Each side of square ABCD has length 1 unit. Points P and Q are on AB, and DA, respectively. Find angle PCQ if the perimeter of triangle APQ is 2.
I used trigonometry to solve this problem, and my answer is 45 degrees. I would like to know if there are any other, more elegant methods to solve this problem.
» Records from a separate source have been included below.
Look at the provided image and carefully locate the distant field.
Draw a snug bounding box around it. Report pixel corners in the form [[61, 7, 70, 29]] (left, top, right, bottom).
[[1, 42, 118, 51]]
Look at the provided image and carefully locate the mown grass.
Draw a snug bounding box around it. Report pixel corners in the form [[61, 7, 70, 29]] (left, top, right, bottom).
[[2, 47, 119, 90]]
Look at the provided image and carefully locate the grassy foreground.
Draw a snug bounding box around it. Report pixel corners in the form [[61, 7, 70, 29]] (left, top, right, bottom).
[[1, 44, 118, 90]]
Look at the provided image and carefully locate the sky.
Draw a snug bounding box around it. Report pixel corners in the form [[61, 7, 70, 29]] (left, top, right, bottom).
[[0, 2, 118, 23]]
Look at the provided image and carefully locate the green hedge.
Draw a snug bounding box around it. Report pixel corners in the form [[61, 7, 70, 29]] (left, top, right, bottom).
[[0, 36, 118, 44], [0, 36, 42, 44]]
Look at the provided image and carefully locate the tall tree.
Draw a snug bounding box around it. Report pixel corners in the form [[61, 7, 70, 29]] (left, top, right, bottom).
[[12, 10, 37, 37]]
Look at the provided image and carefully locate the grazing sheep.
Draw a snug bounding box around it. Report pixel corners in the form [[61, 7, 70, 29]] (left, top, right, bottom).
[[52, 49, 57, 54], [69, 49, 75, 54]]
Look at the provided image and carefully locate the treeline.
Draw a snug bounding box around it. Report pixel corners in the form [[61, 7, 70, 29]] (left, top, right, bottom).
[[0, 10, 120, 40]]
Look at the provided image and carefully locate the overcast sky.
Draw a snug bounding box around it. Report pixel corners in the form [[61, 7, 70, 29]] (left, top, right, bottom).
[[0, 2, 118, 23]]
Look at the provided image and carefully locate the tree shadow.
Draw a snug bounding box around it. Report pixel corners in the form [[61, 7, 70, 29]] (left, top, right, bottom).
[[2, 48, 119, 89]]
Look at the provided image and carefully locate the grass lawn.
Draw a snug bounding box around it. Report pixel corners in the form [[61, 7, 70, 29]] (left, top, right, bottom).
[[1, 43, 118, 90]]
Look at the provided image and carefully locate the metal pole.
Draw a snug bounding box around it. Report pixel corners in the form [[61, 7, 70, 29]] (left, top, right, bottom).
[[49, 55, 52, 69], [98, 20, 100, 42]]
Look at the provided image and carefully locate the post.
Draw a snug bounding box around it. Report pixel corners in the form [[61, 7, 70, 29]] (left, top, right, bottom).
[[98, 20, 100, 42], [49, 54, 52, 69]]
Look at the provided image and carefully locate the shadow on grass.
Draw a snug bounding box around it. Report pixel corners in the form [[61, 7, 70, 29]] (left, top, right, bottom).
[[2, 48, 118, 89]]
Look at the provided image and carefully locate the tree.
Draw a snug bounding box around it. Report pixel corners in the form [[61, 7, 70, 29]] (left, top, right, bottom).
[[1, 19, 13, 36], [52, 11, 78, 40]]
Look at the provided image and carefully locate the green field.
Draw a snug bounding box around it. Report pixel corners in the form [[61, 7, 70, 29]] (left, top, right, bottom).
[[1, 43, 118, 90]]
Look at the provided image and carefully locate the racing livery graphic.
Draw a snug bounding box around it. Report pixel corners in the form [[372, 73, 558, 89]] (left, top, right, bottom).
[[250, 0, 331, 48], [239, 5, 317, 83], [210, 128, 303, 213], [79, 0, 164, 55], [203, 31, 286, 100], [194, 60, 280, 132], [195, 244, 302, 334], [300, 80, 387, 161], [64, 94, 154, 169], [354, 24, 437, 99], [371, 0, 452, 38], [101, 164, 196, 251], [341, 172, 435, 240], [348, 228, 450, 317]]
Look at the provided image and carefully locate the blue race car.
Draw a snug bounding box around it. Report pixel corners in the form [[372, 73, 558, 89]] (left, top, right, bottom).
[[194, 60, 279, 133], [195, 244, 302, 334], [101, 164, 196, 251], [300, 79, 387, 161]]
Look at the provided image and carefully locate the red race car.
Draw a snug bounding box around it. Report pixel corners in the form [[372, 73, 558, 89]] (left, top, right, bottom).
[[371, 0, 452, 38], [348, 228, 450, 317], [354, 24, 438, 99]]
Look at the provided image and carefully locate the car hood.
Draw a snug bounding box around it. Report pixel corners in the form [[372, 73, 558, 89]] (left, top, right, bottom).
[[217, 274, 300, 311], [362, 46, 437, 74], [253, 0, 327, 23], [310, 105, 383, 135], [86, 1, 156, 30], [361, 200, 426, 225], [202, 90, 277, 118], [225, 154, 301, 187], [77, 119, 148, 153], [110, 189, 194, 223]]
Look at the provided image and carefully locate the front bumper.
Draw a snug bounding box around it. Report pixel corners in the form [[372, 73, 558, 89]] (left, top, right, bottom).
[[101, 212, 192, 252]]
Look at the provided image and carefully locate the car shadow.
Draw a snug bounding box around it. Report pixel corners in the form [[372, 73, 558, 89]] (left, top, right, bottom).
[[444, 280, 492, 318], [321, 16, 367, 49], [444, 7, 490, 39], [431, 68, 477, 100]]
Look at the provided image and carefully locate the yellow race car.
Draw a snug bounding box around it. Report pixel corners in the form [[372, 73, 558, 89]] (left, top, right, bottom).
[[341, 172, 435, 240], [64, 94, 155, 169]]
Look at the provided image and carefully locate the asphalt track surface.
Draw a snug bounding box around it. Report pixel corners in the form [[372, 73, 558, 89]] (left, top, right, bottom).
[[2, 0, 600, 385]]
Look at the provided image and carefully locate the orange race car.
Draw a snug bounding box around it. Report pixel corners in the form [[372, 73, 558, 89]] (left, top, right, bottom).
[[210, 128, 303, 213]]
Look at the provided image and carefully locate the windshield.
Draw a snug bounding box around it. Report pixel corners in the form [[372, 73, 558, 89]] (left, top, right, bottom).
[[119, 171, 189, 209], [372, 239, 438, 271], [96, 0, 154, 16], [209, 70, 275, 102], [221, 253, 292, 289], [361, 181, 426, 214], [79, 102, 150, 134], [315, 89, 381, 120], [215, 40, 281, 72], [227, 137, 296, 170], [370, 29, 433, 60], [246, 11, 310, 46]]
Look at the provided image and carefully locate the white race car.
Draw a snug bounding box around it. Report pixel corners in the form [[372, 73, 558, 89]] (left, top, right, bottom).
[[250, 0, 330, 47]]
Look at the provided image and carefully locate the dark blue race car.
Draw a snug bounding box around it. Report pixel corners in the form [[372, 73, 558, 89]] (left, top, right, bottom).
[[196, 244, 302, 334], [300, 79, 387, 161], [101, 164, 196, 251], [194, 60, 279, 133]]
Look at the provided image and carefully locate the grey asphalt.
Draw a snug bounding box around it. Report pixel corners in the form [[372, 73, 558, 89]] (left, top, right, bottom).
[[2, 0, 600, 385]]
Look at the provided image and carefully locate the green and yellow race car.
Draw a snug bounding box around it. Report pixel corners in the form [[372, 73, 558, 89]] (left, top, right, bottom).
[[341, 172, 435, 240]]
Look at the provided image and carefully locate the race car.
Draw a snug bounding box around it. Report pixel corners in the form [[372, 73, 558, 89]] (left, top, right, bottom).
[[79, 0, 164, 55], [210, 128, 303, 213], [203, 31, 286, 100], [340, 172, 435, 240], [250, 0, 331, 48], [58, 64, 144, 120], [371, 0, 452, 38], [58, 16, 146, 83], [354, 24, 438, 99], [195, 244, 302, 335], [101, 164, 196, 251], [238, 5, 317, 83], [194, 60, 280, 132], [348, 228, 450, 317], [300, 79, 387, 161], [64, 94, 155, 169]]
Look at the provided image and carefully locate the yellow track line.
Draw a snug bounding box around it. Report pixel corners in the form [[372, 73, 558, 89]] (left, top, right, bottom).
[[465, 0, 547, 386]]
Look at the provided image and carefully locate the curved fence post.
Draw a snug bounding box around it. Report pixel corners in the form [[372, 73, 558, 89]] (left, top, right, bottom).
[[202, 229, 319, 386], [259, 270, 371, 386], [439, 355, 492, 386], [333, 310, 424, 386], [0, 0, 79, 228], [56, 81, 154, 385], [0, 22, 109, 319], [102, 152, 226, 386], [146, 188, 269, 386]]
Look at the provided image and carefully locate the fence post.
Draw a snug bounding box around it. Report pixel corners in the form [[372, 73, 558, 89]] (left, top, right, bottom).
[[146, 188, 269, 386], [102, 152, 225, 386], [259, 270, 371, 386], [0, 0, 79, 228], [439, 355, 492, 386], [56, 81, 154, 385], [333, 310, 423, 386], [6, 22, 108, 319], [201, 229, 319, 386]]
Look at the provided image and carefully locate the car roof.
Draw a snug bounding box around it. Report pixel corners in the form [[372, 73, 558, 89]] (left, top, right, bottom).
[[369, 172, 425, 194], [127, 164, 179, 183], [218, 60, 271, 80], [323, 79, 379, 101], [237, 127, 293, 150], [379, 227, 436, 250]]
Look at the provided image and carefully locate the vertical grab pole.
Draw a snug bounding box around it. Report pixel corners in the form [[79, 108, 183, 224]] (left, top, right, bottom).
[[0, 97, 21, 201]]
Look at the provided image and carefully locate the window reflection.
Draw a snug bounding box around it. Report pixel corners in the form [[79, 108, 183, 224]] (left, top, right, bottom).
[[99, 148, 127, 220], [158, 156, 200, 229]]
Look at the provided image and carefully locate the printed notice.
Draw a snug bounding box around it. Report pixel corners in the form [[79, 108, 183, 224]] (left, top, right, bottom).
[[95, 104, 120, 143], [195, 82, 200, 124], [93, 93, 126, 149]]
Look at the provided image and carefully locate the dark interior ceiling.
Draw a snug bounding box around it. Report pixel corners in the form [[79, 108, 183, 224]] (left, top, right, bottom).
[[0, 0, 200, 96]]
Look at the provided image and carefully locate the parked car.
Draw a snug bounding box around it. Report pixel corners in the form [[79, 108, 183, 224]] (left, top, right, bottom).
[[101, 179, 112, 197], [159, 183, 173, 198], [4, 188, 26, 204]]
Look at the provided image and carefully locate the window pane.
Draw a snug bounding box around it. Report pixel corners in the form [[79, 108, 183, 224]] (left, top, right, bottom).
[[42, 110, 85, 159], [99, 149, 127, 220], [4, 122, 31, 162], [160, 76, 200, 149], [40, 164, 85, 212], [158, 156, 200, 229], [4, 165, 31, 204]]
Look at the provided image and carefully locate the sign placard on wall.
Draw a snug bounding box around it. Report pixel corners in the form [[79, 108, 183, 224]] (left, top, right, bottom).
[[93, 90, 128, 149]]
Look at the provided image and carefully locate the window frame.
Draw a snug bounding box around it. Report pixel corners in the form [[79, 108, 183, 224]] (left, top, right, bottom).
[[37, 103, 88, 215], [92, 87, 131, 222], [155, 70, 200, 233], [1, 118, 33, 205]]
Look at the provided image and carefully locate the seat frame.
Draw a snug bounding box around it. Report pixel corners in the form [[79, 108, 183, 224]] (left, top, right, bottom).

Notice that since the perimeter of $APQ$ is $2$ (i.e., half of that of the square), we have $AB+AD = AQ+AP+PQ$ and $AB+AD = AQ+QD +AP+PB$. Combining these two equations obtain, $PQ = QD+PB$. Thus, there is a point $X$ on $PQ$ such that $PX = PB$ and $QX = QD$. With this in mind, extend $PB$ to a point $W$ in the same direction but with $PW = PQ$. Similarly extend $QD$ to a point $V$ such that $QV = PQ$. Now let angle $QCD = \theta$ and angle $PCB = \alpha$. Notice that triangle $PQC$ is congruent to triangles $QCV$ and $PCW$ and also that triangle $DCV$ is congruent to triangle $PBC$. Hence it follows that the angle $PCQ$ is $\theta +\alpha$, and that $2\theta+2\alpha = 90^\circ$ which gives the required $45$ degree angle.